Y se dispuso a encaminarse hacia la puerta, pero Vinceton extendió la mano de repente y exclamó:
—¡Aguarda, Henry! No te vayas tan pronto. Davidson se volvió.
—¿Piensas ceder por millón y medio, que es lo que ofrecen ahora? —inquirió. El joven hizo un gesto enérgico.
—No, no vendo —respondió—. Habla con los compradores, diles lo que quieras, dales en mi nombre plena libertad de acción..., pero hazles saber que quiero seguir siendo socio de la empresa. No interferiré ninguna de sus acciones mercantiles, ni objetaré la más mínima decisión, pero no quiero vender. ¿Lo has entendido?
Davidson se quedó parado, aunque, al mismo tiempo, se daba clara cuenta de la firmeza de la decisión adoptada por Vinceton.

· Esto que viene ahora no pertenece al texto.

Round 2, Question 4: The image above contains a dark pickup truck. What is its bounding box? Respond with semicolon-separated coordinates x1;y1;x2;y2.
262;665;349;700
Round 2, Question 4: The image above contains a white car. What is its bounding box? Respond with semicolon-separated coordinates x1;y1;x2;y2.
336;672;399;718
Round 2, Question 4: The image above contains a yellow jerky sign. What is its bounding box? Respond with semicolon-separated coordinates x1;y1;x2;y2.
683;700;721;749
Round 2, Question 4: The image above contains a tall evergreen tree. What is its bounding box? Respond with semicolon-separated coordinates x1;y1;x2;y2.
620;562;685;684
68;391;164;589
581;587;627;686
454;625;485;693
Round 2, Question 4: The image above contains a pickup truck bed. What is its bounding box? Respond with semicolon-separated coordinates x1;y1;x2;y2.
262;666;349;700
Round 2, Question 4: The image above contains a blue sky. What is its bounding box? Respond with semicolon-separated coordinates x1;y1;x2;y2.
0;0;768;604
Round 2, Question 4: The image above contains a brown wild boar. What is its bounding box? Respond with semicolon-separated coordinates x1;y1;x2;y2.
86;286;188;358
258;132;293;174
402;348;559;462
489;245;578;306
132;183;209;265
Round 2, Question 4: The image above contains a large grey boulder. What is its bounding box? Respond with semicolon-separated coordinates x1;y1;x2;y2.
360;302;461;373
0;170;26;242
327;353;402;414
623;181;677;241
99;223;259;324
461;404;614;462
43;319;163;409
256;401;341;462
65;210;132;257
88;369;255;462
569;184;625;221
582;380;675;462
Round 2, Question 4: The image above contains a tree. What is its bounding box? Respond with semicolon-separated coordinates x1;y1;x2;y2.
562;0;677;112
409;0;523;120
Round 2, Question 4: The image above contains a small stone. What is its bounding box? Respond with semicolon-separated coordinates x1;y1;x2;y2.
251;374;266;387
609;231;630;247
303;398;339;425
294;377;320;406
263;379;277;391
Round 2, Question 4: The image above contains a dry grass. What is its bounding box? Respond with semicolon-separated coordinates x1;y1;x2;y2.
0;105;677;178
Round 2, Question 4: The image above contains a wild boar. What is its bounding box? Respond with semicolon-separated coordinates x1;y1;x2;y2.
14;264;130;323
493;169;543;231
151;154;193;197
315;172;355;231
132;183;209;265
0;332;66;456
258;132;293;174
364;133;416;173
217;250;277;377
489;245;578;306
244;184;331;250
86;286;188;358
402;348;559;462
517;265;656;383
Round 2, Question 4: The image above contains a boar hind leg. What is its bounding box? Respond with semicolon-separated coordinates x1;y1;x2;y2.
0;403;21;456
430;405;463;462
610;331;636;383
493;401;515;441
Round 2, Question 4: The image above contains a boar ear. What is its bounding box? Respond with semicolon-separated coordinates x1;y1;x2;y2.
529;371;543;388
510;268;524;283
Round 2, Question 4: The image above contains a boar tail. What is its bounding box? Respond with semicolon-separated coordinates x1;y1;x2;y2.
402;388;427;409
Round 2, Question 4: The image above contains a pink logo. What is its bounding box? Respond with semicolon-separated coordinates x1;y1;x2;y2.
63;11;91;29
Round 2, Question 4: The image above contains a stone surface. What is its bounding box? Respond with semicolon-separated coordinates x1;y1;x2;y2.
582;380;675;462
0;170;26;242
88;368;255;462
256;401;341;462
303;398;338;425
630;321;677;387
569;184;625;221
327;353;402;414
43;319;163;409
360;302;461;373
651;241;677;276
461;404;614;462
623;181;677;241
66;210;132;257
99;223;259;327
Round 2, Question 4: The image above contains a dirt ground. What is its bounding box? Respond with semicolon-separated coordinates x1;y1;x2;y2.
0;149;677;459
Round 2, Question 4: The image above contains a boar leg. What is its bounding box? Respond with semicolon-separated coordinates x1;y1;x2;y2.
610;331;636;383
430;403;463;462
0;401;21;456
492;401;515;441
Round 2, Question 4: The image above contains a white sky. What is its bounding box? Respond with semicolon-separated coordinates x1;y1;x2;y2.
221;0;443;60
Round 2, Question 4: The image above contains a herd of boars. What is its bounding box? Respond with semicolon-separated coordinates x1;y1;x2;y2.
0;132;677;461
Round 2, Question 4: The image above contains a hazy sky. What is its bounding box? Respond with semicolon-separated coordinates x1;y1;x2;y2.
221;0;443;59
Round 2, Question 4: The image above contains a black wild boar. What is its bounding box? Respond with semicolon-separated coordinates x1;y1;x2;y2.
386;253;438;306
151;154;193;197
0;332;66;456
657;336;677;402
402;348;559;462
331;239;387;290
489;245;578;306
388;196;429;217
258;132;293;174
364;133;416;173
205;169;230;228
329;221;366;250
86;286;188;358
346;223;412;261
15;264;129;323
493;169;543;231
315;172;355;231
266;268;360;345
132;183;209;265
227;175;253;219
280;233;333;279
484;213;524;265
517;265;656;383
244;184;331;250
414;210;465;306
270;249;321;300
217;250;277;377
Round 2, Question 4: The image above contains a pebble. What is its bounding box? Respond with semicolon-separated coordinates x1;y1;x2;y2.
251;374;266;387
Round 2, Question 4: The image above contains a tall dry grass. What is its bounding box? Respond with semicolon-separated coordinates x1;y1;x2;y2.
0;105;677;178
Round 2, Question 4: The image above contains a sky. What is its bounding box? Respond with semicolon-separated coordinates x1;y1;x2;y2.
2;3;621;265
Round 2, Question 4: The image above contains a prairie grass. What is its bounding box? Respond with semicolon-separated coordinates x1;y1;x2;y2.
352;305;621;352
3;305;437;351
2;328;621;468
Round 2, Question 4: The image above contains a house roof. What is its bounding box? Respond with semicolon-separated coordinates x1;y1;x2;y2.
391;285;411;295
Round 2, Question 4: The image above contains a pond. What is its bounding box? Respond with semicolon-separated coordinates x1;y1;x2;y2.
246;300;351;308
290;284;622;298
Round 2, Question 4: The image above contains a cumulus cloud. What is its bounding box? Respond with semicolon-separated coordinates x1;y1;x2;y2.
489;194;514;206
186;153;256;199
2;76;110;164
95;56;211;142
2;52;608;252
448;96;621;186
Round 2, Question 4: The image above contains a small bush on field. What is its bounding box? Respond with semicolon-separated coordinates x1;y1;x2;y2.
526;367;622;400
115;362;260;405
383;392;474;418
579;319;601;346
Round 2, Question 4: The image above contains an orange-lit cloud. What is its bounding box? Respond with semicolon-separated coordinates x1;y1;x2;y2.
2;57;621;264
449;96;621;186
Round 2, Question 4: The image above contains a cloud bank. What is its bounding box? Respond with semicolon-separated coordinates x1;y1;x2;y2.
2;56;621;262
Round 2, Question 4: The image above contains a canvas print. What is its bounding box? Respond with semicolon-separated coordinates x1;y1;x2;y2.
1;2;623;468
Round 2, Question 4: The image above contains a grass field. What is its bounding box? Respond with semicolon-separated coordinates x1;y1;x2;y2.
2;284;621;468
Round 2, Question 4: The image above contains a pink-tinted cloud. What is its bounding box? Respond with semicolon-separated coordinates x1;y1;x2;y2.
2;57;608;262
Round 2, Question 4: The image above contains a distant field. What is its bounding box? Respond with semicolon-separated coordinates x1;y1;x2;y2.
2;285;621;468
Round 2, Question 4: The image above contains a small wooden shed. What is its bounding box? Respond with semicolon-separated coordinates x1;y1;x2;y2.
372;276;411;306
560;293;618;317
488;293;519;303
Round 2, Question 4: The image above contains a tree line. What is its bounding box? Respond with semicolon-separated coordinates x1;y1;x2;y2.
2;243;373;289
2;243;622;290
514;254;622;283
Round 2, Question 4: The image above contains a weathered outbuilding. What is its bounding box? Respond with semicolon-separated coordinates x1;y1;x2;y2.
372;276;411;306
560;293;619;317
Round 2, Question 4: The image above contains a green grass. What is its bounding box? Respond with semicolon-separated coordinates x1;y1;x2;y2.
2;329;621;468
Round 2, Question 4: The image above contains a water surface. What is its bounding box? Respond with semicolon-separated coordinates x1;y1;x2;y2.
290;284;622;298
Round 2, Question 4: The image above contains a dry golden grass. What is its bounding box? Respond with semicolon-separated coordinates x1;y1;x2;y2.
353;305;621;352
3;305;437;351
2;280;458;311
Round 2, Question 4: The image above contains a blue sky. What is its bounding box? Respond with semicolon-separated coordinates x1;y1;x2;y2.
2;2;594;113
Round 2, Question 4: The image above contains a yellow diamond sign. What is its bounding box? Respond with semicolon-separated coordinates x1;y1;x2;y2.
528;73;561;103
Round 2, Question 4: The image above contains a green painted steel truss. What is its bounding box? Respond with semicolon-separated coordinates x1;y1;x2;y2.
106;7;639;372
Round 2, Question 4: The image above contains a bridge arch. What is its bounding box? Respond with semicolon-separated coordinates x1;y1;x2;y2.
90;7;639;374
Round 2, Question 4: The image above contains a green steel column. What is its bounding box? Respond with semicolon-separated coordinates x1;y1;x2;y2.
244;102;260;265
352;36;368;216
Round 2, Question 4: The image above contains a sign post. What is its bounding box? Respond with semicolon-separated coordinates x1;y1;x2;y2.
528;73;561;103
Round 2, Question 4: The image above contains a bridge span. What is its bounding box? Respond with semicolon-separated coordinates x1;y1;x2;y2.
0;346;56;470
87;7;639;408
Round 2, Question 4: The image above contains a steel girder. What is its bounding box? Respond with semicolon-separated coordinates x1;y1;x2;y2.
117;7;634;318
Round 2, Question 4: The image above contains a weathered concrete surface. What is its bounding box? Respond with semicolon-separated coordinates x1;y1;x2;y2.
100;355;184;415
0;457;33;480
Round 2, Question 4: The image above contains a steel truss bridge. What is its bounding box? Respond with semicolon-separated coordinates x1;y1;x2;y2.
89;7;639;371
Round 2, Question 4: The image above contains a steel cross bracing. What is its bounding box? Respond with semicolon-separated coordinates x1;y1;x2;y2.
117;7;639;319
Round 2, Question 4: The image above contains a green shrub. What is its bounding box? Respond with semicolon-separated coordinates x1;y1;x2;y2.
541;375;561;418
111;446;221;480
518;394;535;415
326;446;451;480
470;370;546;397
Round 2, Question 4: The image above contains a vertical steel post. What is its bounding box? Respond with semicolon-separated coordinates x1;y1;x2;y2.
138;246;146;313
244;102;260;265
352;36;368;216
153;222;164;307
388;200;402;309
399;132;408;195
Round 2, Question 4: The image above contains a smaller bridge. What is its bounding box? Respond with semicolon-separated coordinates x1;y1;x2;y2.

Al fin, se encogió de hombros.
—Como quieras, pero era un magnífico negocio. Señorita Eakin... —se despidió. Al quedarse solos, Ada se acercó al joven y le puso una mano en el brazo.
—Barney, ¿por qué? —murmuró.
—Tengo miedo —confesó él—. Miedo a la riqueza, a la buena suerte... Roberta tuvo también buena suerte, lo mismo que Ed Sharpe... y antes que ellos, seguramente, nueve personas más... Unas acciones que no servían ni para empapelar la pared subieron repentinamente en su cotización. Ahora, esta empresa que no podía vender una caja de tornillos, empieza a prosperar de una forma inaudita... —Vinceton se volvió de súbito hacia la chica—. ¿Es que no lo comprende, Ada?
Ella hizo un suave gesto de asentimiento.
—Si es eso lo que piensa, no debe arrepentirse de la decisión que ha tomado —dijo. Vinceton hizo un esfuerzo por sonreír.
—Gracias, Ada. Es usted muy comprensiva..., tan comprensiva como bonita. ¿Puedo invitarla a cenar en mi casa?
—Esas invitaciones empiezan a convertirse en una costumbre —dijo la muchacha alegremente.
—Tal vez llegue un día en que usted no necesite que yo la invite a cenar... porque se habrá instalado aquí para siempre.
—Aún es muy pronto para tomar una decisión en ese sentido —contestó Ada evasivamente. Pero se había sonrojado y ello le gustó mucho a Vinceton.